Hanedan, DP, hizipciler ve nafile çabaları sadece zaman kaybı!

KKTC'de ekonomi yoluna girme şansına sahipti.

Kıbrıs Sorunu konusunda önemli gelişmeler oluyordu.


Türkiye ve KKTC tam bir uyum içinde bu zor coğrafyada dünya kamuoyu nezdinde iyi bir imaja sahiptiler.

Hanedan'ı ilgilendirmedi tüm bu olumlu gelişmeler. Onun derdi hanedanının çıkarlarıydı.


DP'yi ilgilendirmedi tüm bu gelişmeler. AK Parti ile arasını düzeltme yolunda giderken "harakiri" yapmayı tercih etti.

Kendi partilerini iktidardan düşürüp iktidar olmak isteyenleri ise hiç mi hiç ilgilendirmedi bu olumlu gelişmeler.

Onlarca yıl KKTC'de hep söz sahibi olup "bir eseri olmayan hanedan" paniğe kapıldı. Kışkırttı.

Soyadı ile belli bir yüzdeyi sağlama alıp ufak muhalifliğe abonman olmuş olan "olur ya belki iktidar olurum" telaşına düştü.


"Şimdi başbakan olamazsam sonra olamam" diyen ve "bakan iken istediğimi yaptırmadılar ve burnumdan getirdiler" diyenler ve de bir kaç arkadaşları da hanedanın eski gücüne güvenip bir güzel "gaza geldiler".

Olan KKTC'ye oldu.


Şimdi basın toplantısı yapıp "Biz koltuk ya da çıkar peşinde değiliz." diyerek aslında halkın gözündeki son "inandırıcılıklarını da" yitirenlerin "koltuk hırsı ve sevdası" açık bir şekilde ortada.

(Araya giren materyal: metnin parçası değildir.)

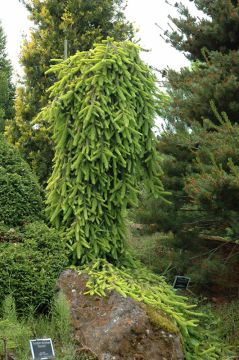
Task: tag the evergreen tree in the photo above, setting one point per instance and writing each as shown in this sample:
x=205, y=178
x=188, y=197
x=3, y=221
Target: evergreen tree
x=216, y=31
x=80, y=22
x=199, y=145
x=103, y=144
x=6, y=87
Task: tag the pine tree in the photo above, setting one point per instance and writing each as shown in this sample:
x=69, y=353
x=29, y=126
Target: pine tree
x=80, y=22
x=6, y=87
x=103, y=145
x=199, y=145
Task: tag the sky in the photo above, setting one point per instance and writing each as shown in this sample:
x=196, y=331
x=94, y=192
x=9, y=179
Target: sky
x=143, y=13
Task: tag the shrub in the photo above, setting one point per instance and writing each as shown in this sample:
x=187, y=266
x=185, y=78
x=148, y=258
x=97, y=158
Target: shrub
x=30, y=261
x=20, y=197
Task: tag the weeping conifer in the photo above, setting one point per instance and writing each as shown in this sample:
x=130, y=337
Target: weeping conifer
x=102, y=112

"Hanedan'ın tayfası ile iktidara gelemedik", "belki DP ile geliriz" ya da "ölmüş partiyi diriltip seçime girip hiç değilse vekil olup bu avantajları yitirmeyelim" mantığı ile KKTC politikasını ve KKTC'nin halkını gereksiz yere meşgul edenler ve de KKTC'ye zaman kaybettirenler nedeniyle Kıbrıs Türk Halkı bir seçim daha yaşamak zorunda.

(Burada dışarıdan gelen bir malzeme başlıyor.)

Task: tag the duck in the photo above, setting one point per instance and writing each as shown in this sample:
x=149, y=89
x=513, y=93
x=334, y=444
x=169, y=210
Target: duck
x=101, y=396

Hanedan "28 Temmuz 2013 günü iktidara ortak olurum" rüyası görmekte ve şimdi tüm gücünü buna seferber etmekte.

DP'nin "hep kaybeden başkanı" "28 Temmuz 2013 günü bir kez olsun kazanayım" sevdasıyla planlar yapmakta.

Kendi partisine "sende mi Brütüs" dedirterek muhalefeti yaşatmaya çalışanlar "28 Temmuz 2013 günü partimiz muhalefete kendimizi iktidar koltuğuna" hedefinin peşinde çırpınmaktalar.

Türkiye " hanedanı", "DP'yi" ve "hizipçileri" izlemekte.


Aslında "bıktırdılar". Sadece Türkiye'yi değil. Aklı başında tüm Kıbrıslı Türkleri ve Türkiye'nin insanlarını.

Oysa şimdi ekonominin daha da iyi hale gelmesi için koşturmak vardı.

Oysa şimdi Kıbrıs Sorunu için ilk defa bu derece  yakınına gelinen "çözüm şansını" değerlendirmek vardı.


Oysa şimdi Güney Kıbrıs'ın itibarının yerlerde olduğu, Yunanistan'ın kendisi ile uğraştığı ve dünya kamuoyunun Kıbrıslı Türklere olumlu baktığı ve de Türkiye'nin dünyanın iddialı ülkeleri arasında yer aldığı süreçte Kıbrıslı Türklerin hakkını savunmak vardı.


Hayır!

İlla bizimle uğraşın diyorlar.

Dertleri "KKTC değil" kendi hesapları.

Ne diyelim "Allah bize sabır" onlara da "akıl, fikir versin".